Welcome to 3050571 Pracical Clinical Data Science

This is the repository for the learning materials from the 3050571: Pracical Clinical Data Science course taught by our group at the Faculty of Medicine, Chulalongkorn University in Bangkok, Thailand in Spring 2024.

Lectures were taught in Thai but the slides and assignments are in English.

Announcements

Location: Classes will be held in the conference room at Bhumisiri Building, 8th Floor, Zone C (look for Stem Cell Center)
Time: See the schedule for more details
- Lecture and recitation on Tuesday and Thursday 1-2pm (except the first class on Jan 30 which will be 1-3pm)
- Python workshop on Friday 1-3pm (bring your computer, except on March 8 which will be a recitation) + Wednesday March 6
Contact:
- Post your questions / comments in the Discussion
- Emails and phone numbers for myself and TAs will be given in the first class

What can you find here?

Lecture and recitation slides
Assigned online video and readings
Python notebooks and data files for the practical sessions

Course structure

This is a 6-week course that mixes independent study of online contents with in-class recitation and Python workshop. The total assigned videos range from 1-3 hours for each session. Assignments include Kaggle Python modules and analysis of public clinical datasets. Half of the course involve an active intership with the Data Team at King Chulalongkorn Memorial Hospital where students are expected to participate in drafting solutions for real-world use cases.

Key topics

Computational thinking
Python programming for data science
Machine learning
AI in healthcare and hospital management

Recommended prerequisites

MIT 6.100L Introduction to CS and Programming using Python
MIT 6.0001 Introduction to Python programming
Some familiarity with the syntax of a programming language

Recommended extra resources

MIT 6.0002 Computational Thinking dedicates more time to problem-solving and computational thinking practice with Python.
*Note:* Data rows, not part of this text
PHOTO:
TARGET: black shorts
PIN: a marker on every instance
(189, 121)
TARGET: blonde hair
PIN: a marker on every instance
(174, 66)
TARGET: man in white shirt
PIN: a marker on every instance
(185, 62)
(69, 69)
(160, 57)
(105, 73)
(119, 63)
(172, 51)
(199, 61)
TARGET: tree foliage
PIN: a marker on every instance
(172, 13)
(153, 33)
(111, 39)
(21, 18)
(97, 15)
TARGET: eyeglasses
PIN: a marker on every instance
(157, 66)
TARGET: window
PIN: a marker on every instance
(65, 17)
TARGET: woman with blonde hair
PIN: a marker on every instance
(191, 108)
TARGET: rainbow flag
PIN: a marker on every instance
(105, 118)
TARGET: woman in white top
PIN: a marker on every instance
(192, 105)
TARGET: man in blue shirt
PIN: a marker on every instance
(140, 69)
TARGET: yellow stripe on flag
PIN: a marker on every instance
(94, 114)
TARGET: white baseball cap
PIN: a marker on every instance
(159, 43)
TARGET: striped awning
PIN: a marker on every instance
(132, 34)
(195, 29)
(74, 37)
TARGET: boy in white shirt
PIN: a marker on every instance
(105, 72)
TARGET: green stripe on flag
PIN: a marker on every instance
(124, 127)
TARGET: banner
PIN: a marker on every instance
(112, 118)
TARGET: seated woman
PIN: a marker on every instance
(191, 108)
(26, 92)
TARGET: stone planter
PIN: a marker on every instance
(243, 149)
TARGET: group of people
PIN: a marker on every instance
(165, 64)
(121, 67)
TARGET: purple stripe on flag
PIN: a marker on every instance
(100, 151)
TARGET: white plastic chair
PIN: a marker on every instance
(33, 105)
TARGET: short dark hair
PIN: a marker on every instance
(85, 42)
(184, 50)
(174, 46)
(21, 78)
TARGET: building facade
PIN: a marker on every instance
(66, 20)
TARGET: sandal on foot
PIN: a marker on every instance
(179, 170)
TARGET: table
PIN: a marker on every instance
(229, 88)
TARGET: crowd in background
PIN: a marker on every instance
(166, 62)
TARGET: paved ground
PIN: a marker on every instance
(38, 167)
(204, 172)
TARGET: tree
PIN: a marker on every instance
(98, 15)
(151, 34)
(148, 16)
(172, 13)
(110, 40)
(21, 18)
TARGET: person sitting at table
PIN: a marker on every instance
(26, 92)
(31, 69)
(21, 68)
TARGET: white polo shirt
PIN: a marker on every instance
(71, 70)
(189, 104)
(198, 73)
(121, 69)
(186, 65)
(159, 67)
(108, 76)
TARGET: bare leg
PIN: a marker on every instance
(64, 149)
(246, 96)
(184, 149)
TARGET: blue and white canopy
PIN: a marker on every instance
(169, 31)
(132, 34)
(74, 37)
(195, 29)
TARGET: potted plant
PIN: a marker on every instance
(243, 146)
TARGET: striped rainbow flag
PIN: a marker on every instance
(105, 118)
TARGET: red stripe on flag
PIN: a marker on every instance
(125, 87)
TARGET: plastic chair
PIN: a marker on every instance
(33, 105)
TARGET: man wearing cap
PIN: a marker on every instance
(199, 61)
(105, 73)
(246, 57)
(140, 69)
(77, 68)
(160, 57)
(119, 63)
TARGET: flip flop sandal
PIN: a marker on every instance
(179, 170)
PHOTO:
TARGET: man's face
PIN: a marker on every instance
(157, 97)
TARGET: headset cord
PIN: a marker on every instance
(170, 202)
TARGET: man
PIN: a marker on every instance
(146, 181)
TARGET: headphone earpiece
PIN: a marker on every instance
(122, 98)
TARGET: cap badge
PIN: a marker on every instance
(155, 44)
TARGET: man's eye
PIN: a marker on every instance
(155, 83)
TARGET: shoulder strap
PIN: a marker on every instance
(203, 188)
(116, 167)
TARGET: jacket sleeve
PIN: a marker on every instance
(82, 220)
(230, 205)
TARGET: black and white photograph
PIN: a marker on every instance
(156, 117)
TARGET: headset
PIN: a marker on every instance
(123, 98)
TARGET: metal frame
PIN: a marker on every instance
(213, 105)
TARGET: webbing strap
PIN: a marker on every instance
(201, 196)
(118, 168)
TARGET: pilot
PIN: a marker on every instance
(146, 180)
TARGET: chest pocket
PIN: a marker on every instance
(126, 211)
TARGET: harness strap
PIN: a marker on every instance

MIT 6.036 Introduction to Machine Learning is an advanced undergraduate course.
MIT 6.S191 Deep Learning & AI provides deeper knowledge of deep learning and artificial intelligence beyond this course.
University of Tubingen Intro to ML provides more rigorous understanding of machine learning.
MIT 6.S897 ML for Healthcare covers more real-world applications of AI in healthcare.
StatQuest YouTube channel presents bite-size visual explanation of computational techniques.

Timeline for internship with hospital data team

Pick a problem they want to tackle by Week 2
Submit a draft proposal on how to solve the problem by Week 3 and a refined proposal by Week 4
Work with the data team to test the proposed solution
Present the findings and progress at the end of the course on Week 6

Week 1 - Computational Thinking

Key learning points

What is computational thinking and how do you apply it to solve problem?
How to systematically approach a problem?

Assigned study

Computational Thinking video and reading
A perspective on programming vs coding first 3 min
Three (3) things to do when starting out in Data Science
Optimization problem from MIT 6.0002 Lecture 1 and Lecture 2

Assigned practice

Python code editors
Kaggle Intro to programming and Python lessons

Week 2 - Data Exploration and Storytelling

Key learning points

What can (and can't) the data tell us?
What are the right statistical & analytical techniques for your hypothesis?
How to pick the right graphs to tell your story?

Assigned study

Statistics and probability

MIT 6.0002 Stochastic Thinking and Sampling
StatQuest Hypothesis Testing, P-value, and Maximum Likelihood clips
Extra: MIT 18.05 summary notes on Probability and Statistics. You are not expected to understand everything in this class, but you should understand everything for your future career.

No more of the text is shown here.